English --> Text analysis --> ... --> French    # non-end-to-end system
English ----------------------------> French    # end-to-end deep learning system - best approach

Here end-to-end deep leaning system works better because we have enough data to build it.

Example 4:
- Estimating child’s age from the x-ray picture of a hand:
```
Image --> Bones --> Age    # non-end-to-end system - best approach for now
Image ------------> Age    # end-to-end system
```
- In this example non-end-to-end system works better because we don’t have enough data to train end-to-end system.

Whether to use end-to-end deep learning

Pros of end-to-end deep learning:
- Let the data speak.
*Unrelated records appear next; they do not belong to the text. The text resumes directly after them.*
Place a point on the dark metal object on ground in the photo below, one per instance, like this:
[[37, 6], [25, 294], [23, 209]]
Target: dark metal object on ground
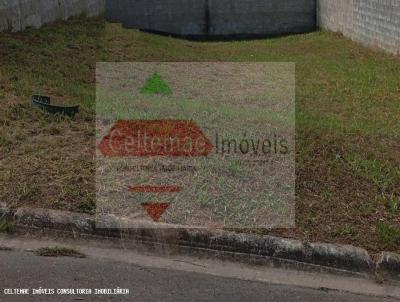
[[43, 102]]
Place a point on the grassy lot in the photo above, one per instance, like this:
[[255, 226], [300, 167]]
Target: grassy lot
[[347, 114]]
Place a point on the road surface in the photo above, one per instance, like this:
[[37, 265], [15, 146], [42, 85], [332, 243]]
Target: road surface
[[149, 278]]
By having a pure machine learning approach, your NN learning input from X to Y may be more able to capture whatever statistics are in the data, rather than being forced to reflect human preconceptions.
- Less hand-designing of components needed.
Cons of end-to-end deep learning:
- May need a large amount of data.
- Excludes potentially useful hand-design components (it helps more on the smaller dataset).
Applying end-to-end deep learning:
- Key question: Do you have sufficient data to learn a function of the complexity needed to map x to y?
- Use ML/DL to learn some individual components.
- When applying supervised learning you should carefully choose what types of X to Y mappings you want to learn depending on what task you can get data for.